Answering these questions gives me an outlet to prioritize being grateful. When asking myself those important things became the first thing I do when I wake up and the last thing I do before I go to sleep, my brain became accustomed to think about those things throughout my day. I found myself appreciating things that would otherwise be quite trivial: meeting a kind person in a grocery store, going for a walk, enjoying a pretty sunset.

We live in a culture that demands instant gratification and is never satisfied. When you learn to find joy in the simple blessings, you will no longer require grand experiences to feel excited about life. Believe it or not, when I started using the journal, I found myself getting excited to wake up at 5:00 in the morning for school each day. At that time, I lived with my parents—so the mornings were my most quiet and peaceful part of the day when I could sip my coffee, listen to music, read my Bible, and be still for a moment before the hectic day would begin. It’s interesting to me that I took mornings for granted before I taught myself to recognize that it was such a special part of my day.

Practicing gratitude with intentionality and consistency can honestly be life-changing for anyone. The best part about it is that it takes very little time. It’s a lot less about the amount of time you choose to do this every day, and more about making it a habit.
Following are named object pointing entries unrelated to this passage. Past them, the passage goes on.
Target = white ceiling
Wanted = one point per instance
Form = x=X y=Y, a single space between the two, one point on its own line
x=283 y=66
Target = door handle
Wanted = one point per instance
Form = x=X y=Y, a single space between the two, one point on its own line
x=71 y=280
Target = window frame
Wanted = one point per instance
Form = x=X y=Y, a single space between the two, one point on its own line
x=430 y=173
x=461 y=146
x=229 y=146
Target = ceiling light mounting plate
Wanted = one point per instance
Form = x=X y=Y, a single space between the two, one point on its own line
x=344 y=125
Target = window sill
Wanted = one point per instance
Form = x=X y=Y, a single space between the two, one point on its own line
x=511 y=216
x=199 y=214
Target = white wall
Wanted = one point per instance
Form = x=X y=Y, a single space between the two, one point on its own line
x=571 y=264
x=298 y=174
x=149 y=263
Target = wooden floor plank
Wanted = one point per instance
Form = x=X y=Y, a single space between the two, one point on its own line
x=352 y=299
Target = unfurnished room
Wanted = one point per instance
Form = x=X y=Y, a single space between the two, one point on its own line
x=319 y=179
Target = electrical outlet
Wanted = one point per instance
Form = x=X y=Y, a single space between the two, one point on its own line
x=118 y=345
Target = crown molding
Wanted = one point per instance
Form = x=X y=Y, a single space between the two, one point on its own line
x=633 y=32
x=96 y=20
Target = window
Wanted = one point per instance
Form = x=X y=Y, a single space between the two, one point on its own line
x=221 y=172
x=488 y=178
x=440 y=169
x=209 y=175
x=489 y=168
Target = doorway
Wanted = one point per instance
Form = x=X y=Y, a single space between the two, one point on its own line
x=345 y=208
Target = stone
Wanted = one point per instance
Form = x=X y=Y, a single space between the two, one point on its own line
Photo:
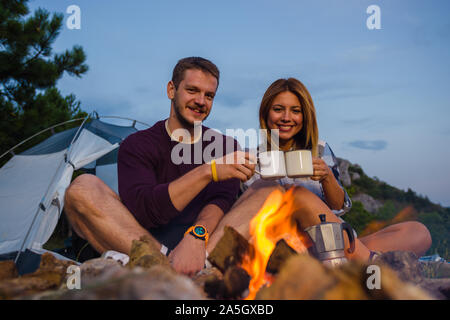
x=50 y=275
x=8 y=270
x=404 y=263
x=155 y=283
x=302 y=277
x=343 y=170
x=146 y=255
x=98 y=270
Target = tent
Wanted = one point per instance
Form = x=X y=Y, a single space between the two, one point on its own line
x=33 y=183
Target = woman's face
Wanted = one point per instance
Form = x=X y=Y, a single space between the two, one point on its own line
x=286 y=115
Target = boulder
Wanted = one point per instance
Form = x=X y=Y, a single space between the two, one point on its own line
x=155 y=283
x=303 y=277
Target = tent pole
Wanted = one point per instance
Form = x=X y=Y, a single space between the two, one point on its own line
x=26 y=236
x=41 y=205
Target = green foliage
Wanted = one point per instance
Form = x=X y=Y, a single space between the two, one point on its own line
x=439 y=227
x=433 y=216
x=29 y=71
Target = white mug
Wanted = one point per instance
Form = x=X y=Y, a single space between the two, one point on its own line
x=299 y=163
x=272 y=165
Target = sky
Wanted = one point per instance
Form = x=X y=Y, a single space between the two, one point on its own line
x=382 y=95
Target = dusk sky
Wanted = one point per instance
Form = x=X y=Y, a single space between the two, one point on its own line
x=382 y=96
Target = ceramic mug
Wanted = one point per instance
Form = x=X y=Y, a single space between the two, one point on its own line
x=272 y=165
x=299 y=163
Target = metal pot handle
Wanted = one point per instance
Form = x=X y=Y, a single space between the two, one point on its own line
x=351 y=237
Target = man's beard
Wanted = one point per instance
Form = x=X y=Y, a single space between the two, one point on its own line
x=184 y=122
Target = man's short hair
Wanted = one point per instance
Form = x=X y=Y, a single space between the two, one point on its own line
x=193 y=63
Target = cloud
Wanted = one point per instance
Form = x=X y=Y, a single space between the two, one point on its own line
x=376 y=145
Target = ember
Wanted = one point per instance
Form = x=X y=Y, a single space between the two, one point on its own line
x=272 y=223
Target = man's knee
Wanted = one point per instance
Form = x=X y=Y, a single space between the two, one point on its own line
x=82 y=193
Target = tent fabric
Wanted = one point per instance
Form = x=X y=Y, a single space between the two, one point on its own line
x=32 y=184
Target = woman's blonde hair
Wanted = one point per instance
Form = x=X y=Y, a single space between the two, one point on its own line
x=308 y=136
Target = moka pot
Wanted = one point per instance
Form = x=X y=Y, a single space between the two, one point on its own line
x=328 y=241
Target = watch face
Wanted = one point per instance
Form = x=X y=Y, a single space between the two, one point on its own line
x=199 y=230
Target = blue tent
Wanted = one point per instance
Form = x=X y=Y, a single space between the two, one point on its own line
x=33 y=183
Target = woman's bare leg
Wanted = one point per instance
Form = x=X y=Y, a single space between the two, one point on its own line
x=406 y=236
x=97 y=215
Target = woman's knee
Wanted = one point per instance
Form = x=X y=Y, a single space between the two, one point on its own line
x=421 y=234
x=84 y=191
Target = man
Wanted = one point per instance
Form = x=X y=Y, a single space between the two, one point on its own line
x=177 y=205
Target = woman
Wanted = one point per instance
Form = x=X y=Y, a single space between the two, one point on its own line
x=287 y=107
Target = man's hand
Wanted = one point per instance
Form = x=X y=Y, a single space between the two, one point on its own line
x=321 y=170
x=189 y=255
x=238 y=164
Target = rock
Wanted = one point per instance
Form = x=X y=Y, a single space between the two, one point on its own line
x=303 y=277
x=408 y=268
x=156 y=283
x=370 y=204
x=8 y=270
x=50 y=275
x=343 y=170
x=145 y=254
x=207 y=275
x=98 y=270
x=435 y=269
x=355 y=176
x=405 y=264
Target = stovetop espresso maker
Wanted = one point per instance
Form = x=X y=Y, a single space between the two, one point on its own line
x=328 y=241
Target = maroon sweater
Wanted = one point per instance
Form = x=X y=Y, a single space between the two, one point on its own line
x=145 y=170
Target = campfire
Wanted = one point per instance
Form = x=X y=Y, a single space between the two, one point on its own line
x=274 y=238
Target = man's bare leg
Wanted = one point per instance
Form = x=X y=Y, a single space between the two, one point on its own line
x=406 y=236
x=97 y=215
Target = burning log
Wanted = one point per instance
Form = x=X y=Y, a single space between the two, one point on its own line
x=279 y=255
x=230 y=250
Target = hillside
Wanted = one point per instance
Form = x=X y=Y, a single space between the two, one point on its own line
x=376 y=205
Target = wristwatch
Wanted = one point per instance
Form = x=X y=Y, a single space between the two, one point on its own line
x=198 y=231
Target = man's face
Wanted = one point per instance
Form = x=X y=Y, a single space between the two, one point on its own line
x=193 y=99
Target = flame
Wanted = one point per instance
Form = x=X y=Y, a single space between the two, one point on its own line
x=273 y=222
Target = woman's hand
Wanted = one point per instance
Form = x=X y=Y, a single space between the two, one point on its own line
x=321 y=170
x=238 y=164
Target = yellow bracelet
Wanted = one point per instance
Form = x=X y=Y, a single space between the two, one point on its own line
x=214 y=171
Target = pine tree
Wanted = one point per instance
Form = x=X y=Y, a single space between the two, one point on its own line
x=29 y=71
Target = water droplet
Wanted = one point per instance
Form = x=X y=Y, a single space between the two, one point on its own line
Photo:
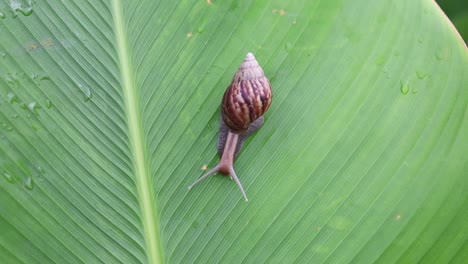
x=32 y=106
x=8 y=177
x=87 y=94
x=380 y=60
x=49 y=104
x=17 y=7
x=421 y=75
x=28 y=183
x=12 y=79
x=12 y=98
x=404 y=87
x=41 y=170
x=439 y=54
x=38 y=78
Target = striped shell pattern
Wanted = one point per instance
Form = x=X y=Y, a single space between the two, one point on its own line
x=247 y=97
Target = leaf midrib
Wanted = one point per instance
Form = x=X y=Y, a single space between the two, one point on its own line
x=140 y=160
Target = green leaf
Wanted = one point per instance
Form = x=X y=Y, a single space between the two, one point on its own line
x=109 y=109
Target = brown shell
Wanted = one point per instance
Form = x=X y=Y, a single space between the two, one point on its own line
x=247 y=97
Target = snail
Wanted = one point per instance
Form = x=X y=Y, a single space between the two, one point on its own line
x=245 y=101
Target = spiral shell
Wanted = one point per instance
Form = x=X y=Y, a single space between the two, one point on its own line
x=247 y=97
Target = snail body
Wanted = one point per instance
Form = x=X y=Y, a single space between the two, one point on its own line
x=244 y=103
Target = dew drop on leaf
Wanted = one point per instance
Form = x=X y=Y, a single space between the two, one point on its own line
x=49 y=104
x=439 y=54
x=8 y=177
x=421 y=74
x=16 y=7
x=28 y=183
x=87 y=94
x=33 y=106
x=12 y=98
x=404 y=87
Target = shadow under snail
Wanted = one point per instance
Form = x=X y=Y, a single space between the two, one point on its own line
x=245 y=101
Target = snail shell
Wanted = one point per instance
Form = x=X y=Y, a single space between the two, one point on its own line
x=245 y=101
x=248 y=96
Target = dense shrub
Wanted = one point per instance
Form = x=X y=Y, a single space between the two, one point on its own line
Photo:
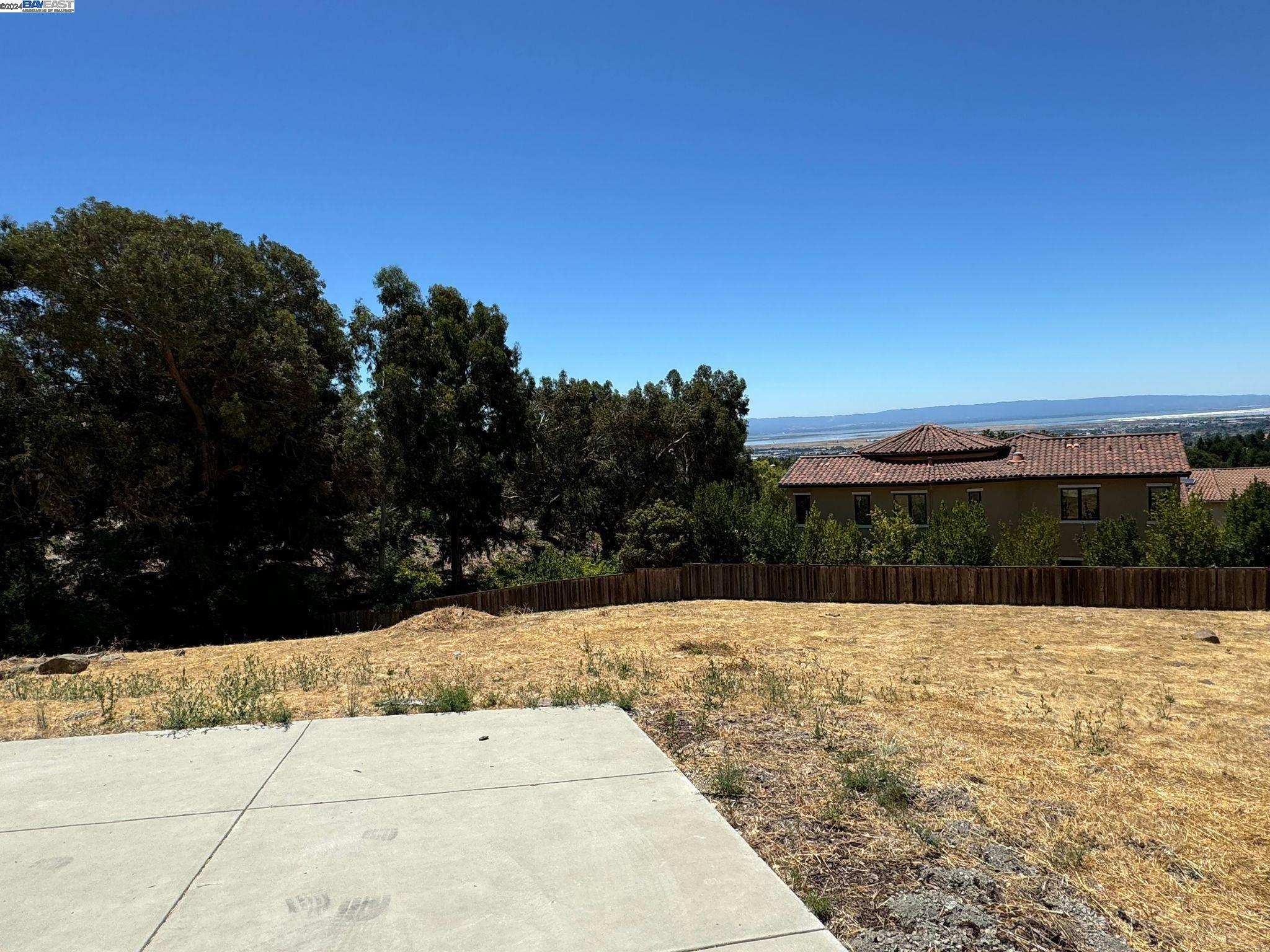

This concept of growth by creating habits can be true in any facet of life. Aristotle sums up this concept by stating that “we are what we repeatedly do. Excellence then is not an act, but a habit.”

In the digital age, the majority of people can say that the first thing they do right when they open their eyes in the morning is to check Instagram, Twitter, or Facebook. Doing this every day causes us to create a very negative habit of centering our morning on things like attaining social approval and ensuring we haven’t “missed out” on anything. Sometimes, when I catch myself doing this, I feel like a social robot completely distracted from the beauty in just letting my mind be still.

It’s time to trade that daily habit with one that would enrich our lives with gratitude and help us grow into the person we want to be.

Alisha Ashford is a graduate of Lake Mary High School that spent a year in Spain through a student exchange program. She is currently a journalism major at Seminole State College.